However, under stress conditions, the major of phage kinetic parameters were changed. For example, a period of host selection and extracellular diffusion of phage progeny to a host cell (te) can be extended, allowing the disturbance of all stages of the phage life cycle (You et al. 2002). This presumption can be explained by the destabilization of the phage growth cycle in relationship with the bacterial physiological state marked by the depletion of the host growth rate. Besides, Ben Said et al. (2010) suggested that the timing of phage-induced host cell lysis may be related to the host quantity and mainly quality. Indeed, to survive, phages were able to react and change their life cycle as a response to stress and as an adaptation strategy to maintain the chance of survival (Mudgal et al. 2006; Golec et al. 2011).
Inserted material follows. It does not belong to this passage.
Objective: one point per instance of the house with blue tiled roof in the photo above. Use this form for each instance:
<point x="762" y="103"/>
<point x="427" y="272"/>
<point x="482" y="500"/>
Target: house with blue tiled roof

Moreover, in contact with slow-growing bacteria under starved conditions, the phage cycle development may be stopped (Łoś et al. 2003). To surmount this trouble, lysogenization is a strategy that can be adopted by some groups of bacteriophages. Accordingly, when host bacteria were perturbed by stress such as starvation, the lytic phage can adopt this strategy to persist. Consequently, the genome of the phage can be maintained in the host cell until the bacterium's growth resumes, and then a burst of progeny phage is produced. This maintenance of the phage genome in the cell, without its replication, is called pseudolysogeny (Łoś et al. 2003). It is known that the latent period is defined by the timing of phage-induced host cell lysis, which is typically under the control of a phage protein complex known as a holing (Abedon et al. 2001). The suspension of burst and the release of mature progeny phages with an extension of a latent period can be considered as a beneficial strategy to ensure the persistence of the phage and keep the bacterial host viable. In the same context, Erez et al. (2016) suggested that phages use a small-molecule communication system to coordinate lysis–lysogeny decisions.

The depletion of free phage released in contact with a high density of starved bacteria could also be attributed to morphological change of the host cells. Indeed, Zeng et al. (2013) showed that the VBNC cells were smaller than the normal viable and culturable bacteria and tend to assemble as a response to stress conditions. In addition, Marsh et al. (1998) suggested that after starvation, and due to the bacteria's resistance to lysis, we must add a lysozyme into the DNA extraction method to allow more efficient DNA extraction. Consequently, the modification of bacterial shape after starvation could directly influence the phage cycle, mainly the latent period.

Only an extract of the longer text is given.